Post-deal, production bottlenecks still reveal winners and losers
The disruptions we continue to see in the supply chain are laying bare the winners and losers. While those on the losing end of the balance sheet tend to be those who lacked resiliency in the supply base and are paying the price now, the winners had planned ahead with better inventory positions, a more resilient supply base, with labor and production practices that encouraged loyalty and attracted top talent.
Building in that resilience can be done at any time, even amidst uncertainty. Doing so begins with establishing a more complete visibility of the current state of business and identifying weaknesses, and then leveraging that insight to build in greater supplier optionality to limit exposure to both current and future risks. Building resilience may also involve taking a hard look at supply and production and rebalancing onshore, nearshore and offshore footprints, and analyzing disruptions in transportation and shifting towards decentralized warehousing and stock keeping, and finally, exploring alternative supply, manufacturing, storage, and distribution routes.
Those bottlenecks on the supply side are more obvious as companies faced shortages in raw materials, but demand side challenges continue to exist as well, with a recent Forbes survey noting that manufacturers are seeing a dramatic surge in demand, some of which can be attributed to the release of sudden pent-up demand and a shift in consumer preference.
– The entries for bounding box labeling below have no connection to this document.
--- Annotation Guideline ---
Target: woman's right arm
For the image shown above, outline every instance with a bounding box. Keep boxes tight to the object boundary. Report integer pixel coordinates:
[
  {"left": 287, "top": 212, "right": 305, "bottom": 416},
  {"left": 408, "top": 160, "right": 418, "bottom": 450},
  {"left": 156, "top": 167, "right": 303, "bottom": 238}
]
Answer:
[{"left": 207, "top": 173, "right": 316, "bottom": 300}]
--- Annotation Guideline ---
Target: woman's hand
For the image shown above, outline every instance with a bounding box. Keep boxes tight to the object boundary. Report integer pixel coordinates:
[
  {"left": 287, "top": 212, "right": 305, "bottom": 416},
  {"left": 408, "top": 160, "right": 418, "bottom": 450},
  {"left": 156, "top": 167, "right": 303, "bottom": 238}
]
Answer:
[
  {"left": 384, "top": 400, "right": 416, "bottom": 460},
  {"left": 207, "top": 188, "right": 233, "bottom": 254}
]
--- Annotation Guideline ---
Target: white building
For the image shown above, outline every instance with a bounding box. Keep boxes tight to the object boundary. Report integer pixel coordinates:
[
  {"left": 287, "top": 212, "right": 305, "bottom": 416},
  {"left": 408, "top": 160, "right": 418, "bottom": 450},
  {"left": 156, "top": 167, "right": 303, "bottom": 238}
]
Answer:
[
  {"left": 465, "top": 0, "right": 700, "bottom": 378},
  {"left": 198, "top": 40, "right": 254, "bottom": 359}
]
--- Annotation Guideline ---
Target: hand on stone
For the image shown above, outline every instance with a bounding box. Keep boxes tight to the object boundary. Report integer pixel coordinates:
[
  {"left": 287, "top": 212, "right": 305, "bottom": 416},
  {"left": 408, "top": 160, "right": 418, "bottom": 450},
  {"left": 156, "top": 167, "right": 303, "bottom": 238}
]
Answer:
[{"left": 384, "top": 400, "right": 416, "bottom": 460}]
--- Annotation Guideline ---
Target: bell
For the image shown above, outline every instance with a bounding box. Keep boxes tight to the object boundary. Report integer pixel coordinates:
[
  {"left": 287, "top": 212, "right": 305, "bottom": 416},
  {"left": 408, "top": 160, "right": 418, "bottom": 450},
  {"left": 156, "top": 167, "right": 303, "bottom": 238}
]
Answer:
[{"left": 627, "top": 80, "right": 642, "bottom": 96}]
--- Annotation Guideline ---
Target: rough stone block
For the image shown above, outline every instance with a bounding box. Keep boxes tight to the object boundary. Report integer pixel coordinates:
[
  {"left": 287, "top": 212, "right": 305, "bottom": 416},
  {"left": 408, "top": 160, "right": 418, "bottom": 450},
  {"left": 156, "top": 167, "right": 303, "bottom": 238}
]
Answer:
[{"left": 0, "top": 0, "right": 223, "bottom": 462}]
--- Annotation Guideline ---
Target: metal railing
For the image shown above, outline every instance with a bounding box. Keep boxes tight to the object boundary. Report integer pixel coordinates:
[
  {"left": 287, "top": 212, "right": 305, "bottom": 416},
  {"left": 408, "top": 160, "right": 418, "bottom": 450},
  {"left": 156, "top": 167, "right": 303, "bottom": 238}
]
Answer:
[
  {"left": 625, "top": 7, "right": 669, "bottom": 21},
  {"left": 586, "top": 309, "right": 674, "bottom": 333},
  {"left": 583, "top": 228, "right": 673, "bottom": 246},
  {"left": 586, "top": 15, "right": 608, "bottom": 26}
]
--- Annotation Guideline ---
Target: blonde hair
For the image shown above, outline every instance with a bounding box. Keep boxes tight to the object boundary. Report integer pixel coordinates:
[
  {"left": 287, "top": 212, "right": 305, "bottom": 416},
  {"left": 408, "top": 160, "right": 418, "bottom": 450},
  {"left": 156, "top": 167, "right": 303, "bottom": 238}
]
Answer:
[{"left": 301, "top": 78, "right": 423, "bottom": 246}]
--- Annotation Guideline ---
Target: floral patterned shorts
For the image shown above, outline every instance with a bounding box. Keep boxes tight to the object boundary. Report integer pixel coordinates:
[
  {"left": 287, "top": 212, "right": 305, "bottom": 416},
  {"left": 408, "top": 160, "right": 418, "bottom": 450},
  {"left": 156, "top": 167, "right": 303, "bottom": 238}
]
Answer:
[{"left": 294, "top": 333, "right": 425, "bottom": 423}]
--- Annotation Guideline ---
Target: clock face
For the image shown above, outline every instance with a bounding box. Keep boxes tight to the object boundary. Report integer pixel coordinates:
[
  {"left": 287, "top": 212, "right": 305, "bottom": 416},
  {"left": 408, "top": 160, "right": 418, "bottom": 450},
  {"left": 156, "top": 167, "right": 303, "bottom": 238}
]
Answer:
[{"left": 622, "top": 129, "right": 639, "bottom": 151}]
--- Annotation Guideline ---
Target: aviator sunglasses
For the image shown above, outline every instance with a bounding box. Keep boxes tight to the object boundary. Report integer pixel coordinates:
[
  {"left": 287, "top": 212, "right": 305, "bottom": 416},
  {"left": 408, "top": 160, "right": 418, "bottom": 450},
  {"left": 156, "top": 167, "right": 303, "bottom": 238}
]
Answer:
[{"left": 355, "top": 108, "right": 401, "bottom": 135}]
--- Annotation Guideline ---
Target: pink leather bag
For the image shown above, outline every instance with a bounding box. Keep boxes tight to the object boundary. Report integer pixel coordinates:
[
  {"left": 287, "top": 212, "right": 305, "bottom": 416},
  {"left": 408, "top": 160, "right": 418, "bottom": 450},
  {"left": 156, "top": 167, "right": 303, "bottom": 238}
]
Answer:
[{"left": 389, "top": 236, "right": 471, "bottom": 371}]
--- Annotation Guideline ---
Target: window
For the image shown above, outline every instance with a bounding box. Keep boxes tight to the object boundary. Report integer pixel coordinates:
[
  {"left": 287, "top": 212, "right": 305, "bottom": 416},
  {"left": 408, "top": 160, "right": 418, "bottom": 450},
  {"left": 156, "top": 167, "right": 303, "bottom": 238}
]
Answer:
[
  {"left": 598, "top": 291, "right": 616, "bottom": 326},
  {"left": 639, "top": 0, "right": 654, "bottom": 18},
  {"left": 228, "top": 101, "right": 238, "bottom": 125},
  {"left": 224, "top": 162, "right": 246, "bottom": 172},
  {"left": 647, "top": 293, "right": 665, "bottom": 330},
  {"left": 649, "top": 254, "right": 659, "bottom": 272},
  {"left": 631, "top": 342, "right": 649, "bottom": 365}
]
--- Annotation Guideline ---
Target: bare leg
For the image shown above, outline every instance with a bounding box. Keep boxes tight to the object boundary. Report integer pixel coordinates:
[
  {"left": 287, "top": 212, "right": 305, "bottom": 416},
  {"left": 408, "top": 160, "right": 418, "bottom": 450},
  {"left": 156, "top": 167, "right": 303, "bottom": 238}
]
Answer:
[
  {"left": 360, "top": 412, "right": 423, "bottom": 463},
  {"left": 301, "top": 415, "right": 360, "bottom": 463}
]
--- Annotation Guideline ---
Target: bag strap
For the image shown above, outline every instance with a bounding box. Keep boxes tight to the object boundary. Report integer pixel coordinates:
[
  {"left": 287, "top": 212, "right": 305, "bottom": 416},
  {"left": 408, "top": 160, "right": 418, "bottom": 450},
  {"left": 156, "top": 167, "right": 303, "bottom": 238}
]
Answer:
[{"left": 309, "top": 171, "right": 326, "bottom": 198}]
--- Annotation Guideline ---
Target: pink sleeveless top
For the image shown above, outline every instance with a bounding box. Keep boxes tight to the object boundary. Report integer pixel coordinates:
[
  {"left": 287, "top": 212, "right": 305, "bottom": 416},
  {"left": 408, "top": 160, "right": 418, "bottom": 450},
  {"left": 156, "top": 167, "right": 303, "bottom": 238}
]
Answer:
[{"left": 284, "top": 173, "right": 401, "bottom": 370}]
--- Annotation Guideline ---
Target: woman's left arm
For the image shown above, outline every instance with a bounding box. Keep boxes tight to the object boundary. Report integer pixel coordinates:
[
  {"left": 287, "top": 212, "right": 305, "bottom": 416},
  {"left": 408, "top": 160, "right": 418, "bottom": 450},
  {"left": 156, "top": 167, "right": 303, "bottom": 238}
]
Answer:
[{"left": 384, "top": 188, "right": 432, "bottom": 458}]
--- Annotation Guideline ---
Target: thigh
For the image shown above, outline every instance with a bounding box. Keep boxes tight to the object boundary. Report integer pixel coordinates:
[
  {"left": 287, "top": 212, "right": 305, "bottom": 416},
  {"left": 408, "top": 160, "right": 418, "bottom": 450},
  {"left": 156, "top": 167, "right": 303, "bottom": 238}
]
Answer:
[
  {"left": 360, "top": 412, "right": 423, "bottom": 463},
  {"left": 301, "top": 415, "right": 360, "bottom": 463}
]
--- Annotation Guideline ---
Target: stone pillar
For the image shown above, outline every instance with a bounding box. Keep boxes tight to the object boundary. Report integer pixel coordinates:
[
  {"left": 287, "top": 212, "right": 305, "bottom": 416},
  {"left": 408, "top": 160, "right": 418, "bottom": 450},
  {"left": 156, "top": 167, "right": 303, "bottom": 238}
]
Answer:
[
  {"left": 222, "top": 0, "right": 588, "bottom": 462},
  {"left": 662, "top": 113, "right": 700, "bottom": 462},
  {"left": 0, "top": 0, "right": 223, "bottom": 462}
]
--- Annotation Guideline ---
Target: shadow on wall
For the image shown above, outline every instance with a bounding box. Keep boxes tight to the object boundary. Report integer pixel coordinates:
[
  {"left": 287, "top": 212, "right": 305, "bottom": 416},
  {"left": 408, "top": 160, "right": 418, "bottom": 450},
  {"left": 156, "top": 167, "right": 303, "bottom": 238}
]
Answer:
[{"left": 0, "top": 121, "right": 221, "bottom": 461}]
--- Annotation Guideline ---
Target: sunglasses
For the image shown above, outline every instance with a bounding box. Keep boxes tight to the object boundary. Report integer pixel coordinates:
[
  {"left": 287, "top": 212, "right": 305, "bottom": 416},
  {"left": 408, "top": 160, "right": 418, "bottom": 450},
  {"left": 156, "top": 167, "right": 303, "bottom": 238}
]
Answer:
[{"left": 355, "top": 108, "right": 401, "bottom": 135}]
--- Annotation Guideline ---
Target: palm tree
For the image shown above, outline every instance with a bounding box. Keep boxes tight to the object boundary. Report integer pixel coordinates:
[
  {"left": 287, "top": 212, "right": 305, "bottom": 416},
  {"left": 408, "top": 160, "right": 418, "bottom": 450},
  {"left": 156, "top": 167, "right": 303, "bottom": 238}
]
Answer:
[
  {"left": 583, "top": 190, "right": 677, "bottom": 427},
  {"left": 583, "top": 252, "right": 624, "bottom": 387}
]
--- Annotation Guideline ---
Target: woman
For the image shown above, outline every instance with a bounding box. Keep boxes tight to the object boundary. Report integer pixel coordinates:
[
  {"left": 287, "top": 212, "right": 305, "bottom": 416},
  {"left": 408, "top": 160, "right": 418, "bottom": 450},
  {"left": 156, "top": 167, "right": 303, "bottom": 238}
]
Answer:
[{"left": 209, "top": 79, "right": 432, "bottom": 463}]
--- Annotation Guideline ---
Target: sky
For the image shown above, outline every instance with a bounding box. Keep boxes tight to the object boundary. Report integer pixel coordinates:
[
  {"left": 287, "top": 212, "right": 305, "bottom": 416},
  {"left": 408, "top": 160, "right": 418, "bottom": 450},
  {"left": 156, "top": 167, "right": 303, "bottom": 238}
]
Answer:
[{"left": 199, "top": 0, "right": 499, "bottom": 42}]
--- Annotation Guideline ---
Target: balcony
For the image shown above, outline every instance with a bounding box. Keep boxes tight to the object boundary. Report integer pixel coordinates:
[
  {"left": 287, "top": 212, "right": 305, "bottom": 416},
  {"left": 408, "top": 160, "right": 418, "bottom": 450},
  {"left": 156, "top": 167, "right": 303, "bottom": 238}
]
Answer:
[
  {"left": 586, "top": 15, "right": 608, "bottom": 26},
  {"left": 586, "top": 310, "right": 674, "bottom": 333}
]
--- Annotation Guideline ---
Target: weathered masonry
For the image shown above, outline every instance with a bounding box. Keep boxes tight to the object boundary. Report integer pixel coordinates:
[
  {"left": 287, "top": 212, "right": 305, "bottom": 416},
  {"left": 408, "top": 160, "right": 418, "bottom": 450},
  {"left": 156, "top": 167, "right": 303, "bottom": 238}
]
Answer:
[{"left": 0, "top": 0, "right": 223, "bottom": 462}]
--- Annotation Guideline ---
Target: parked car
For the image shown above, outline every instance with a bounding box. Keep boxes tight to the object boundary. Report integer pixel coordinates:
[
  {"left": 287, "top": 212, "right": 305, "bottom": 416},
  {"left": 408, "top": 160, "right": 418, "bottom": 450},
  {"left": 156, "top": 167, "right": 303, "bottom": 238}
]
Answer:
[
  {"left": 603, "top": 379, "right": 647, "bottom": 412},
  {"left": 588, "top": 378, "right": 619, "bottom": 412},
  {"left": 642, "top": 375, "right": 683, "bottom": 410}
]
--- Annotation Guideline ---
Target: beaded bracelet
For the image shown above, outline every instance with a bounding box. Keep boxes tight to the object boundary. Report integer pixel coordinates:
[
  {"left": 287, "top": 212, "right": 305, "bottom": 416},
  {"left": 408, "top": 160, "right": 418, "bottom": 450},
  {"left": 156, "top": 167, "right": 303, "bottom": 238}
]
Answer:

Responding to an increase in demand, while simultaneously attending to continuing supply-side bottlenecks, is perhaps the biggest, if not the most obvious problem companies will face in 2022. Some companies are addressing this imbalance with optimization of existing manufacturing processes, a focus on Overall Equipment Effectiveness (OEE), and strategies such as rebalancing work content and work cell redesign to improve flow.
Better forecasts and multiple-region sourcing will improve the situation, but none of this can be accomplished without more modern technology. Legacy technology, still frequently relied on by even the largest corporations, still leave companies with low visibility, a lack of supply chain integration, and no way to predict, anticipate, and mitigate future problems. It's not that the tech does not exist to solve these problems, it does. We were able to provide a solution for our client, an agricultural company, by rolling out new decision support tools to gain more insights into how to position inventory across the business, optimize margin, and gain a competitive advantage. The result was improved EBITDA, and better efficiency and accuracy through data visualization and spatial analytics.
The challenges of the pandemic need not spell disaster for companies, and those which come out ahead will be those who have aggressively re-examined their end-to-end supply chain operations, created resiliency, expanded optionality and leveraged technology.